JB Hi Fi stock rose today after speculation emerged that the cashed-up Wesfarmers Group, who earlier this week sold down their shareholding in Coles could see JB Hi Fi and The Good Guys as a potential acquisition target.

Insiders are saying the business is not for sale.

Wesfarmers already own Officeworks and Bunnings and the potential acquisition of JB Hi Fi which is already being talked about among investment bankers is seen as a “smart investment” according to one analyst.

Macquarie Analysts claim that Wesfarmers could afford to borrow $10 billion, taking group gearing or net debt to EBITDA to just 1.7 times.

Earlier today the Australian Financial Review claimed that the Perth-based retailer who also owns Kmart and the struggling Target, is searching for acquisitions after raising $2.2 billion by selling two-thirds of its 14.9 per cent stake in Coles.

Wesfarmers chief executive Rob Scott is seen by bankers as being spoilt for choice after selling down the Coles stake.

Wesfarmers’ chief executive Rob Scott told The Australian Financial Review on Tuesday the group had been approached by several companies facing funding issues.

“There may be opportunities where our balance sheet can be put to work to support companies that are finding themselves with funding trouble and would also make good sense for our shareholders,” Mr Scott said.

“Our view at the moment is that there are still a lot of risks in the coming environment and you need to be very selective and discerning with investment,” he said.

Macquarie’s strategy team has identified 38 potential targets which might be attractive to Wesfarmers and one of them is JB Hi Fi.

Back in 2016 JB Hi Fi completed the $870 million acquisition of The Good Guys resulting in the group becoming a major player in the Australian appliance market.

At the time CEO Richard Murray said the deal would increase JB Hi-Fi’s share to 29 per cent of the appliance market compared to Harvey Norman’s 24 per cent stake.

JB Hi-Fi CEO Richard Murray in their Chadstone store.

And in consumer electronics, its combined network of 295 stores will boast a 24 per cent slice of the pie, compared to 15 per cent at Harvey Norman.

The big attraction for Wesfarmers is the JB Hi has consistently delivered growth and profitability, at The Good Guys Terry Smart the former CEO of JB Hi Fi has already done the heavy lifting in rebuilding the appliance retailer who is also witnessing growth during the COVID 19 downturn.

A senior JB Hi Fi source said “Wesfarmers don’t need any more retail they would be better served going after another market than retail.
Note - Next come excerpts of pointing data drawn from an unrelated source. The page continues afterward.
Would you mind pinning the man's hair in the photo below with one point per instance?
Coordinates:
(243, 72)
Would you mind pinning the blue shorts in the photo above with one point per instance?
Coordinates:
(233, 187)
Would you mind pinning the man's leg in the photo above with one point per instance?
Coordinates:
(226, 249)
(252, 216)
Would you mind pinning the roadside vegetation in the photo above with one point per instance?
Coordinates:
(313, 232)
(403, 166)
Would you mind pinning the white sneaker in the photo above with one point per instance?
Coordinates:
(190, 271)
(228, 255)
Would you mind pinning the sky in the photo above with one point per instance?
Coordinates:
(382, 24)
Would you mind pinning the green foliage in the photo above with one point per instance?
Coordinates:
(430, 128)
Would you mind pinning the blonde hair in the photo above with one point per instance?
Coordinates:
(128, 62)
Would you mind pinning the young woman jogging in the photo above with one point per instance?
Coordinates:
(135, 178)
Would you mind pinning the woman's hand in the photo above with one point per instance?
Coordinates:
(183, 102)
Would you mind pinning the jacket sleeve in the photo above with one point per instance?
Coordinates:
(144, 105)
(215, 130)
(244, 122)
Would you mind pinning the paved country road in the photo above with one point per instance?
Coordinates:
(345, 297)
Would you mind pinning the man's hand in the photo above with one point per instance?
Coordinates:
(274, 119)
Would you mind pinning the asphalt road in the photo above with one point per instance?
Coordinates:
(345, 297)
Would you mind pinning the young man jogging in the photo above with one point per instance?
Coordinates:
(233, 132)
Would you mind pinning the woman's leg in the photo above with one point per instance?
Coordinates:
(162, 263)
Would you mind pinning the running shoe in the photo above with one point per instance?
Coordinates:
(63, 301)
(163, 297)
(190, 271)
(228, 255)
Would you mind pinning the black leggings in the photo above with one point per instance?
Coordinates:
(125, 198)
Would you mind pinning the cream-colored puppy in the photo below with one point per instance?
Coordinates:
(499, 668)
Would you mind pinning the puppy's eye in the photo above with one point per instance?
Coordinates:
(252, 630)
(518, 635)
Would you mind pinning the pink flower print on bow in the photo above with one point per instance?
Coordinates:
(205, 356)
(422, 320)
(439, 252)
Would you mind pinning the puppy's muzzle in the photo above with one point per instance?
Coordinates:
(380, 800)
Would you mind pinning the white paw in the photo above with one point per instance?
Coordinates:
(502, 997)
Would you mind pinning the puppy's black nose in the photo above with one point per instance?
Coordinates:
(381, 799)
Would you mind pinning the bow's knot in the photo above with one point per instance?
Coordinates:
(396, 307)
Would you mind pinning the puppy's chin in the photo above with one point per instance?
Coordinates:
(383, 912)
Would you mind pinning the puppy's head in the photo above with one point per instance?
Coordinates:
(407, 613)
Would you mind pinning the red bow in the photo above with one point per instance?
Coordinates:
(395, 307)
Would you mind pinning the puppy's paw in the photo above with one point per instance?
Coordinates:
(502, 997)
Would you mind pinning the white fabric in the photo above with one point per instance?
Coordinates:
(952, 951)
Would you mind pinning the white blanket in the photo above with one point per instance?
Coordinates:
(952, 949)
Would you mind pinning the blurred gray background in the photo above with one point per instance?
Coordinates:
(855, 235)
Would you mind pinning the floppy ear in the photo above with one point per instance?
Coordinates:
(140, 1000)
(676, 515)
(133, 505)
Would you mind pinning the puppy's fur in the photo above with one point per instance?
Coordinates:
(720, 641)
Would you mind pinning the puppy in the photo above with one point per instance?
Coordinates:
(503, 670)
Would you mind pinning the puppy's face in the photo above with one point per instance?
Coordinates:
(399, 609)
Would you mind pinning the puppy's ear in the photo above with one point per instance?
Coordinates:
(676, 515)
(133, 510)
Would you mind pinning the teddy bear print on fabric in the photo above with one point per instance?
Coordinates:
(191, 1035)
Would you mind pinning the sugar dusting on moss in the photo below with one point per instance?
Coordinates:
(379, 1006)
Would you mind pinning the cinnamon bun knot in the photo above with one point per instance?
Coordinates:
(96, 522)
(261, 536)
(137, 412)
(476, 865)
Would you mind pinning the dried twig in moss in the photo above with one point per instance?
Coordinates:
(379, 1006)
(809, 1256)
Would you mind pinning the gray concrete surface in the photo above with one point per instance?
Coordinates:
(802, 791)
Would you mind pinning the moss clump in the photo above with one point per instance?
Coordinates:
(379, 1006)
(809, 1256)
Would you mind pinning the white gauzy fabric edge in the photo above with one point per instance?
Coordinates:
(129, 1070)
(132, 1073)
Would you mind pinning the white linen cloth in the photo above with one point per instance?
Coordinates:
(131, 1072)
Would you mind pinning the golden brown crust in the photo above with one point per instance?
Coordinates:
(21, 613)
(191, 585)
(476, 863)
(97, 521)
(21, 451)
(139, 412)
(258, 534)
The business is doing extremly well”.

Macquarie claim that another attraction is that the shares of the Companies that they have identified as potential takeover targets have fallen more than 30 per cent from three-year highs, and that they have a current enterprise value of less than $5 billion and a structural return on equity above 12 per cent.

Macquarie also identified another 12 potential targets including Qantas, and Super Retail Group.

On the question of capital raising the Macquarie analyst said.

“We believe Wesfarmers is likely to be conservative given current economic uncertainty and looming risk of shutdowns,” the analysts said.

JB Hi Fi management have not officially commented.

Earlier today JB hi Fi shares rose 2.32% to $31.71.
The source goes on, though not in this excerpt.